Hidden sympathy from some prison officials

“Although the regime managed a frontal campaign of repression against the opposition, when you actually passed through these centers, a very curious thing happened. The high-ranking officials, along with some mid-range ones, were willing to make evident their discontent with the current system that prevails in Nicaragua. They left very clear their position – that they weren’t in favor of what was happening to us [political prisoners], and what they were trying to subject us to,” the former political prisoner stated.

During his second period in the penitentiary system, Yubrank Suazo found some differences. He explained that during his first period in jail, there was fanaticism on the part of the guards and other police authorities. But it was different this last period.

He asserted that the jail authorities didn’t hesitate to show their support. “They helped you by passing on certain types of information or managed to better the minimum conditions in the cell,” he commented.

These actions didn’t occur in the presence of the superior officers, when the guards would immediately change their attitudes.

Suazo was in the maximum-security prison wing known as El Infernillo [“Little Hell”]. There, he met an official who the common prisoners called El Maldito [“the evil one”]. Nonetheless, Yubrank ended up establishing a close relationship with him, and the official eventually revealed his humane side in different ways.

“He told me about his internal discomfort,” Suazo added. He clearly recalled one occasion when he got sick, and the guard couldn’t hide his concern for his state of health. “He came up to me and asked: ‘What’s going on?’ He calmed me down and said, ‘We’re going to help you.’ I remember that they were handing out breakfast, and he grabbed the plate that they served me and put it in my hands. He said: ‘Eat, even if just a little more. You have to be strong,’” the ex-political prisoner recalled.
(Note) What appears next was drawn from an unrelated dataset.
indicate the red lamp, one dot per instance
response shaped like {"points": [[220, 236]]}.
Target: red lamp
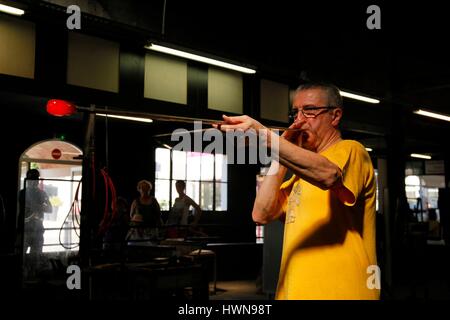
{"points": [[60, 108]]}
The moment of banishment was heartbreaking

For Yubrank Suazo, the news that they were going to be “freed” was one of the most painful situations he had ever faced in his life. The former prisoner is firm in his conviction that his struggle must be waged together with his fellows, in his place of origin.

Yubrank Suazo and his father Wilfredo Suazo artisans from Masaya. Photo: Uriel Molina / La Prensa

When he arrived at Managua’s International Airport and understood that he was going to leave the country without being able to say goodbye to his family, Yubrank couldn’t control his sobbing. “I cried like a kid. When I managed to contact my dad, just after I got here to the United States, he was happier than I was. He was overcome with happiness, knowing that although I was far away, I was free. But I was crying from sadness. Knowing that I had left them, that some nine months had passed when I couldn’t embrace them,” he commented, his voice breaking.

This young Nicaraguan is still overwhelmed with doubts about whether he’ll be able to return to the country one day and reunite with his family. Before going up the stairs leading to the airplane, he bent down and kissed the ground – for him a symbol of the farewell kiss he couldn’t give his loved ones.

From his place of exile, Suazo has now reassumed an active role in the struggle, because he’s not going to offer any truce to the Ortega forces he declared. “I’m left with the need to process and accept my new reality, establish a short and medium plan for my life, without losing sight of the principal objective to reach, together with those who valiantly continue fighting for the freedom of our country,” he concluded.